Duplex ultrasound is the best initial test because it is fast, easily accessible and non-invasive. With the patient supine, the external iliac, common iliac and inferior vena cava are visualized with a 2 to 5 MHz curvilinear transducer[25]. The iliocaval vessels are imaged using different views at the paraumbilical, midline and adjacent to the line connecting the superior iliac spine to the umbilicus[25]. Site of stenosis is identified by the presence of abnormal Doppler signal and flow patterns such as post-stenotic turbulence and slow flow[25]. Indirect signs of stenosis include pre-stenotic vein dilation, absent respiratory variations, flow reversal, and poor response to both flow augmentation and Valsalva maneuver[8,33]. Degree of stenosis is then determined based on the peak vein velocity of the post-stenotic and pre-stenotic segments, and the percent reduction in vein diameter when compared with the normal lumen[14]. Significant stenosis is defined as a peak vein velocity ratio greater than 2.0 or vein diameter greater than 50%[25]. Transvaginal ultrasound has been reliably used for evaluating the internal iliac veins[34]. In comparison, transabdominal ultrasound is unsuitable for proximal iliocaval vessels which are deep in the pelvis and may be obscured by the intraabdominal fats and bowel gas[33]. Moreover, indirect signs are often absent; the sensitivity of flow reversal and absent respiratory variations in the detection of significant iliocaval obstruction are only 7.9% and 23.7% respectively while both have a specificity of 100%[7]. Hence, patients with a negative ultrasound study should be referred for further imaging such as CT and MRI before confirming the diagnosis[7,8]. Whilst Duplex ultrasound is operator dependent, it remains a reliable initial investigation in high volume centres.

CT venography

CT venogram of the pelvis is used in the diagnosis of ICS. Patients are given intravenous contrast at a rate of 4 to 5 mL/s followed by 20-50 mL of saline and venous phase imaging is obtained generally after 60-80 s delay[8,22]. Timing of the imaging sequence may require optimization to obtain maximal contrast opacification of the target veins. The scan coverage extends from the infrarenal segment of the vena cava to the common femoral veins. The degree of stenosis is then derived either by comparing the smallest diameter of the vein with the normal diameter caudal to the obstruction, or with the corresponding contralateral healthy vein segment[7].

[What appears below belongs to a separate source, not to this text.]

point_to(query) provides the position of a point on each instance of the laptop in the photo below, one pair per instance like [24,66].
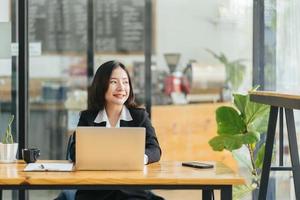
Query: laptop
[100,148]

Unlike Duplex ultrasound, CT venogram allows a clearer visualization of the anatomic compression sites and collaterals, which indicates the hemodynamic significance of the stenosis (Figure 1A)[27,35]. CT also serves to rule out other causes of the compression such as pelvic tumors and ascites (Figure 1B)[35]. CT is relatively less operator dependent compared to ultrasound. Significant reduction in vessel calibre or complete venous occlusion can be visualized on CT imaging. Indirect signs such as enlarged paravertebral and internal iliac veins resultant of prominent collateral drainage, also support the diagnosis of iliocaval venous compression. Unfortunately, these anatomical changes represent late stage disease. In two small retrospective studies, CT venography (CTV) was reported to have both high sensitivity and specificity in detecting iliac vein compression[29,36]. However, patients in these studies presented with acute deep vein thrombosis of the lower limbs, which is an advanced stage of iliocaval venous compression where the veins are severely stenosed or completely occluded. Earlier signs such as intraluminal webs or scarring, vein wall thickening and partial luminal occlusion cannot be seen on CT imaging. Spurs and webs can serve as nidus for thrombosis. Early detection of these changes is crucial given that patients with such changes would benefit most from thrombolytic therapy[37,38]. Left undetected and untreated, these would progress and further impair venous drainage, eventually manifesting as symptoms of venous incompetence.

Figure 1
Figure 1 Axial Computed tomography venography image. A: Axial computed tomography venography image showing compression of the left common iliac vein (arrow) between the right common iliac artery and the lumbar vertebral body; B: Extraluminal compression of the external iliac veins (arrows) from an ovarian tumor (asterixis).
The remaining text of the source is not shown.